After more than 30 reported fatalities, the U.S. Consumer Product Safety Commission (CPSC) is investigating recreational off-highway vehicles, also known as utility terrain vehicles (UTVs), which are unregulated by the commission.
Yamaha Motor Company’s Rhino is a focus of the probe by the CPSC, and the company also faces more than 200 lawsuits, several alleging safety problems with the design of the product. The Rhino looks like a cross between a golf cart and an all-terrain vehicle (ATV), with two bucket seats and a roll cage.
Yamaha says that most injuries occur because of improper operation and modification to the vehicle. “If you operate it carefully and use some common sense and good judgment, it’s a really great product,” Roy Watson, general manager of legal for Yamaha Motor Corp. USA stated.
At this time, there are no regulatory standards for UTVs. The design differences between UTVs and ATVs exclude it from ATV safety standards. When no regulation or standard is in place, the CPSC must determine if there’s a substantial risk of injury and death. Injury reports stemming from a particular unregulated product alert the CPSC to problems, which may cause an investigation into the product’s safety. ATVs, for example, became the focus of a 1987 lawsuit filed by CPSC after over 100 deaths and 100,000 injuries stemmed from the vehicles. Though a preliminary settlement was reached and voluntary safety standards were put in place, it wasn’t until August 2008 that it became possible for the standards to become mandatory, which they will be in April 2009. Once the standards are mandatory, failure to meet them can lead to recalls or civil penalties.

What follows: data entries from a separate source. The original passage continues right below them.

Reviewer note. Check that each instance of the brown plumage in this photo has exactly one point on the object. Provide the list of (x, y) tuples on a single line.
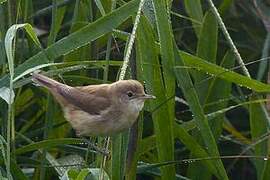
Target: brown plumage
[(103, 109)]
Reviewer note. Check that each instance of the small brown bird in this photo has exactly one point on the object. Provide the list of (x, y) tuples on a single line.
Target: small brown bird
[(104, 109)]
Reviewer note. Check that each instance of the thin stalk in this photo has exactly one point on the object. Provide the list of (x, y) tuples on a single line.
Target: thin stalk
[(229, 39), (131, 41), (108, 50)]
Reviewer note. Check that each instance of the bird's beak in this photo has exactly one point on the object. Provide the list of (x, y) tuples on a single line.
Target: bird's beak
[(148, 96)]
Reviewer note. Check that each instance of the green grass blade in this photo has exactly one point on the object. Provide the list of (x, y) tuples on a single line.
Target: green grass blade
[(194, 10), (184, 81), (226, 74), (78, 38), (152, 76)]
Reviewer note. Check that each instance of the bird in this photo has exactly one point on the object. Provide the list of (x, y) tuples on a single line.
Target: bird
[(98, 110)]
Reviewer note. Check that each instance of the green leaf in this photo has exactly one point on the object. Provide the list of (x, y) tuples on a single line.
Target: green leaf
[(47, 144), (194, 10), (78, 39), (220, 72), (258, 127), (148, 63), (184, 81), (165, 35)]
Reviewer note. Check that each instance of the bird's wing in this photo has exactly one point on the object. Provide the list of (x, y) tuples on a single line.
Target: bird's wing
[(90, 102)]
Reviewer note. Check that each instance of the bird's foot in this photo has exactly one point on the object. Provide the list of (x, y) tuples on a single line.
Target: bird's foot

Yamaha says that it voluntarily complies with some federal vehicle standards, such as seat belts, in the Rhino. They have also added doors this year as standard equipment, and have placed strongly worded warning stickers on the product. The company also helped form a trade association called Recreational Off-Highway Vehicle Association last December, along with its competitors, which will set voluntary safety standards for the unregulated vehicles.